Aachen was primarily Catholic and therefore had been persecuted by the Nazis. They saw the oncoming American attack as liberation. Many of them hunkered down in cellars or attics, trying to avoid the SS troops sent to root them out of their homes, waiting for the Americans. A combination of logistical shortages and lack of air cover due to poor weather forced Hodges to halt his offensives in mid-September. The pause in fighting allowed the Americans to re-tool their units for decisive action. Hobbs planned to make a three-pronged attack in the north, employing all the regiments of the US 30-ID simultaneously. The 117-IR (Col Johnson), was ordered to seize the high ground in the vicinity of Mariadorf to secure the division’s left flank. The 120-IR (Col Purdue), was ordered to seize the high ground northeast of Wurselen and also to cut off the Aachen–Jülich highway running northeast out of Aachen. The 119-IR (Col Sutherland), was ordered to take the north of Wurselen in order to link up with elements of the US 1-ID and close the encirclement of the city.

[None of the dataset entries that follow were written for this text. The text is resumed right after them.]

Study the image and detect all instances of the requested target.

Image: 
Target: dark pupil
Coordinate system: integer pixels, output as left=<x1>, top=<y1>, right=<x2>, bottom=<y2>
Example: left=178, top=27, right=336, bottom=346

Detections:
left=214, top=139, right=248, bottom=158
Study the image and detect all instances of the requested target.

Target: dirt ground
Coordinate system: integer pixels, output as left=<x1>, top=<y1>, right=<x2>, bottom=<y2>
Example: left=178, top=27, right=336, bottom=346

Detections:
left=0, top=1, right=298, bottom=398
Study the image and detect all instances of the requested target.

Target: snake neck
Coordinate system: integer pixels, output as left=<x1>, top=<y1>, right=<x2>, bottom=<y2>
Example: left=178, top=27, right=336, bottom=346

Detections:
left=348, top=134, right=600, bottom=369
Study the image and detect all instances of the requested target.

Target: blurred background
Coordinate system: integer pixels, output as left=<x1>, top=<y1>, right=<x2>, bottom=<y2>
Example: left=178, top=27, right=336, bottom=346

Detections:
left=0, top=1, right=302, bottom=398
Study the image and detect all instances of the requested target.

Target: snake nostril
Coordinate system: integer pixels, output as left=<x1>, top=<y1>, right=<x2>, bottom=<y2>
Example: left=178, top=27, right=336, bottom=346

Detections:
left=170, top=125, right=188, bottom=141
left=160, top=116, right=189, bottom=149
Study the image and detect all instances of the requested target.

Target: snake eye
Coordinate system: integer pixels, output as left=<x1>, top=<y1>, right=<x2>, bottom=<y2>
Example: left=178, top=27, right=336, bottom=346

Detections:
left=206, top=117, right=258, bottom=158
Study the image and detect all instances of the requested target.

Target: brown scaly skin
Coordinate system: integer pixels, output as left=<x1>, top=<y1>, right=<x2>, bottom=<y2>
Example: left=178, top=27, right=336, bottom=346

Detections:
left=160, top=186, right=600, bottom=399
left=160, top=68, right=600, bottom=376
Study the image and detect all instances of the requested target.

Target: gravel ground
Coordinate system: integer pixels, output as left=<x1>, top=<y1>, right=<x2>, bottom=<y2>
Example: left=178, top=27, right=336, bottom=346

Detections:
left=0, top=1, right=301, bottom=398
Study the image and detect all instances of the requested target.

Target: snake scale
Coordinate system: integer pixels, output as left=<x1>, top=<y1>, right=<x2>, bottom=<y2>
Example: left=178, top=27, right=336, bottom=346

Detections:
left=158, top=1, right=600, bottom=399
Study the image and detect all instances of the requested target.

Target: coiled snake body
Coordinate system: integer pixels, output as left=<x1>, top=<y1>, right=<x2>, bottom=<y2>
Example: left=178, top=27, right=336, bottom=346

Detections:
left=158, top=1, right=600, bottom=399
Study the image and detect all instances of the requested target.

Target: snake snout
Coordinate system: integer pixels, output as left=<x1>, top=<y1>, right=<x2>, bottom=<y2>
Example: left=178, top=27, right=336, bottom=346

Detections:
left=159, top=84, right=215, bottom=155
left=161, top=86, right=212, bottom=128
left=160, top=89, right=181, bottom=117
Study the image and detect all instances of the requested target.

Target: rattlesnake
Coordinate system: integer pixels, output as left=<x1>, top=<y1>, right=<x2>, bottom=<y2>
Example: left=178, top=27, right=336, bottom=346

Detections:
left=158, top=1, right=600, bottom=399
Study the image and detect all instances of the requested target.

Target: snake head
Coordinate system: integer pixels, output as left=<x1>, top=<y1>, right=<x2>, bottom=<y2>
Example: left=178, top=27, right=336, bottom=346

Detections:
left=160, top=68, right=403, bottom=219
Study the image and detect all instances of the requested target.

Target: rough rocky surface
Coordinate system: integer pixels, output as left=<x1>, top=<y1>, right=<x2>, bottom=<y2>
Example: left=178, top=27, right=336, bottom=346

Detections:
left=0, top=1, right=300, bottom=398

In the south, Huebner’s 1-ID was also preparing to resume its offensive. Because of his extended front, he could only free the 18-IR (Col Smith), for his portion of the attack. In preparation for the attack, Col Smith organized special pillbox assault teams equipped with flamethrowers, Bangalore torpedoes, beehive munitions, and demo charges. They trained for several days on the tactics to reduce pillboxes. Smith also task-organized M-10 tank destroyers and 155-MM howitzers for direct fire suppression of fortifications. Additionally, tanks and tank destroyers were used for a variety of secondary purposes. Flamethrower tanks were especially useful for clearing out pillboxes and bunkers. Bulldozer tanks were used to bury those pillboxes that could not be destroyed.

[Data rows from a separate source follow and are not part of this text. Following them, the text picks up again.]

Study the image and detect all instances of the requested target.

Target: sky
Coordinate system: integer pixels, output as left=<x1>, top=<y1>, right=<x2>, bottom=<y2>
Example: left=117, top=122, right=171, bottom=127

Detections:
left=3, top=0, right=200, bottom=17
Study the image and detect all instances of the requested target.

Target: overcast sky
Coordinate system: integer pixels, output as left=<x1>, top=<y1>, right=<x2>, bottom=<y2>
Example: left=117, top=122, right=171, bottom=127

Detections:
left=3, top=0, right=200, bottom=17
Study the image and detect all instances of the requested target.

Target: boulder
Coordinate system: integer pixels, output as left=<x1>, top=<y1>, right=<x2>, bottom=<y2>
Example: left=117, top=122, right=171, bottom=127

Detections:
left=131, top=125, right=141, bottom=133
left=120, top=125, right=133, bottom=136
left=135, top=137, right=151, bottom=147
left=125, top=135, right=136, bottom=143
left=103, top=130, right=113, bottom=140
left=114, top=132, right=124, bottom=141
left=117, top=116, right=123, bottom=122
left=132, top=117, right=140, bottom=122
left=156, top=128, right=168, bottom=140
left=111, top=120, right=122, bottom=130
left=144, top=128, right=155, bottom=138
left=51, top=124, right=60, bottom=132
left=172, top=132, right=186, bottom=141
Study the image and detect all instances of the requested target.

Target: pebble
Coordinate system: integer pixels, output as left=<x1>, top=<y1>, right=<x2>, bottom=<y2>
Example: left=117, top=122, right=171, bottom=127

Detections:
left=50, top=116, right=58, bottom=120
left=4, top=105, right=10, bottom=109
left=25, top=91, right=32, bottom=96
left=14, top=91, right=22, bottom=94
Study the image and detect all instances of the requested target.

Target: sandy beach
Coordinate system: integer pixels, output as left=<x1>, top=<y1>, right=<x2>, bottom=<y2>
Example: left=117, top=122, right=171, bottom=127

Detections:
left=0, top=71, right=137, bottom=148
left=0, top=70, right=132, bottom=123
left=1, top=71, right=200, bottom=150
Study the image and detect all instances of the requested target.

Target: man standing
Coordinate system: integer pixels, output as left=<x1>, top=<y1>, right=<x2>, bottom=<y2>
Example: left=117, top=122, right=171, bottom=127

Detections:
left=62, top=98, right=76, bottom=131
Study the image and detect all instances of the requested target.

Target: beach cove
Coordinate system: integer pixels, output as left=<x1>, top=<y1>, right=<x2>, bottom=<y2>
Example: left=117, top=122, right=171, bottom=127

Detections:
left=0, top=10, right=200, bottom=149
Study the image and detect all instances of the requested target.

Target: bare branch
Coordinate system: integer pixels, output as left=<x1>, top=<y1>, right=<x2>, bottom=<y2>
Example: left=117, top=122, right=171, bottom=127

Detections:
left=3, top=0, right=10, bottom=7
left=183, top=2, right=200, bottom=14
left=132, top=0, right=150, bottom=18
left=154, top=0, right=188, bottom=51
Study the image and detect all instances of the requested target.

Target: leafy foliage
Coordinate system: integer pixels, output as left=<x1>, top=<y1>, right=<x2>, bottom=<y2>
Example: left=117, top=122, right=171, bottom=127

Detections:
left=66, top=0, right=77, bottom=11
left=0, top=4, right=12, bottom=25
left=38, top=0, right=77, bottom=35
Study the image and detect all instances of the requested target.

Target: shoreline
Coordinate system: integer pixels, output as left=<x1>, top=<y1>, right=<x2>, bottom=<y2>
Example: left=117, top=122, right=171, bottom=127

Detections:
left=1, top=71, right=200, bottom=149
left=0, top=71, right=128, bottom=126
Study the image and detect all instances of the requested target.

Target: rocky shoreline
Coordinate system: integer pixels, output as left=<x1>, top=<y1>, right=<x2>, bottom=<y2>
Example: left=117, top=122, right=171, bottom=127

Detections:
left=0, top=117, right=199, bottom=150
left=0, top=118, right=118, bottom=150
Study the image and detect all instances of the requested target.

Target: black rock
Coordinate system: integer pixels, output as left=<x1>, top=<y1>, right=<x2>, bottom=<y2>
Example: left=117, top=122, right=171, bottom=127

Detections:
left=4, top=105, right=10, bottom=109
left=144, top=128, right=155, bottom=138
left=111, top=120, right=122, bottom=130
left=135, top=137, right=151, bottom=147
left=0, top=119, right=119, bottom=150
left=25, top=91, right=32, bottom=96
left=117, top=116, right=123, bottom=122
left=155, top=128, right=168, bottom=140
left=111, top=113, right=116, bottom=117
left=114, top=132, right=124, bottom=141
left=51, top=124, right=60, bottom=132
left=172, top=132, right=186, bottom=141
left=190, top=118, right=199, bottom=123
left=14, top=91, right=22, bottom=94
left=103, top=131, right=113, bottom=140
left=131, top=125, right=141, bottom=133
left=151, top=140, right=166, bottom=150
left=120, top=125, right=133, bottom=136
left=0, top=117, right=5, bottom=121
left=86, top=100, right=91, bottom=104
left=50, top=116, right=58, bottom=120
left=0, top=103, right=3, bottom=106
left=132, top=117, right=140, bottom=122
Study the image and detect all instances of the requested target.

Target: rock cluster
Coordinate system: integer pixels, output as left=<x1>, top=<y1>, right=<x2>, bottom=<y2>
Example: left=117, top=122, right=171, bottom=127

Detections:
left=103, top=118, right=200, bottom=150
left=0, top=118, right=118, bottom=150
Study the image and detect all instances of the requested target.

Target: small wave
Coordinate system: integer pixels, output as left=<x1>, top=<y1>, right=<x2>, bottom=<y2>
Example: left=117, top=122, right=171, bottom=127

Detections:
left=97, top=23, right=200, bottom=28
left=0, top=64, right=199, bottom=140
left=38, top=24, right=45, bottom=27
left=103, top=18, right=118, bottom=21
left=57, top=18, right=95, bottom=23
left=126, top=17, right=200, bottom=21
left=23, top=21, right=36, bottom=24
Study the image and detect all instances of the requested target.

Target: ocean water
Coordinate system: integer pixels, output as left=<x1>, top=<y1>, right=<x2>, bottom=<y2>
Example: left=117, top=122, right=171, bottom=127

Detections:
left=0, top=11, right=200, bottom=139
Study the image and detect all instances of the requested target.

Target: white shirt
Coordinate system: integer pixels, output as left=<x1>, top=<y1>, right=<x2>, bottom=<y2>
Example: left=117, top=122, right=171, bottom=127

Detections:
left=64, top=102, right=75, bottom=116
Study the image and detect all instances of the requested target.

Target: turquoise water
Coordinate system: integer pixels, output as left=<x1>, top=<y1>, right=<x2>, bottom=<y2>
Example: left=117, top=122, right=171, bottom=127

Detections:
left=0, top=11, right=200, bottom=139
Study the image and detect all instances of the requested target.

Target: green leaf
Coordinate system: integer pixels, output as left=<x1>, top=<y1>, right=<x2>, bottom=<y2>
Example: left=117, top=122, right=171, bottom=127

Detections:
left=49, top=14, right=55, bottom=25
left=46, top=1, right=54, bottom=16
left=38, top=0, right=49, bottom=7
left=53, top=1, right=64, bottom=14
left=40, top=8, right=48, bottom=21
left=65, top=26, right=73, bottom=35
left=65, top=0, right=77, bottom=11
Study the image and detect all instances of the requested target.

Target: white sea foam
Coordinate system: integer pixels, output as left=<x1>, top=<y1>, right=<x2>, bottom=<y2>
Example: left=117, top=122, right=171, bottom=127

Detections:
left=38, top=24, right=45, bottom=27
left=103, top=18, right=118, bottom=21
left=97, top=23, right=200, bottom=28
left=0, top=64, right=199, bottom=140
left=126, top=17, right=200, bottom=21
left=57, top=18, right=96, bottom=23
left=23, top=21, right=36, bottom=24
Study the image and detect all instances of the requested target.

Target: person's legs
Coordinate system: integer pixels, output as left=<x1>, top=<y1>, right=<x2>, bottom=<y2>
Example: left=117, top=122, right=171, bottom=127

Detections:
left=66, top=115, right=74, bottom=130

On the German side, Koechling was assembling ad-hoc units from stragglers, deserters, and anyone else he could throw into the lines. Then on Oct 7, von Rundstedt released his theater reserve, the I.SS-Panzer-Corps to Koechling to reinforce the defenses of the city. Unfortunately, Koechling was so desperate for reinforcements, that he began committing the Panzer Corps units as soon as they arrived in his sector, rather than waiting to use them as a concentrated force. The same day, the US 30-ID resumed its offensive in the form of a massive aerial bombardment, followed by mass artillery barrages. The division commenced its ground assault immediately after the strikes. Determined patrolling had revealed the locations of most of the Germans’ manned fortifications, so the attack was focused on destroying those positions. The division attacked from Alsdorf south towards Ubach and Wurselen, with their final objective being Hill 194 south of Wurselen.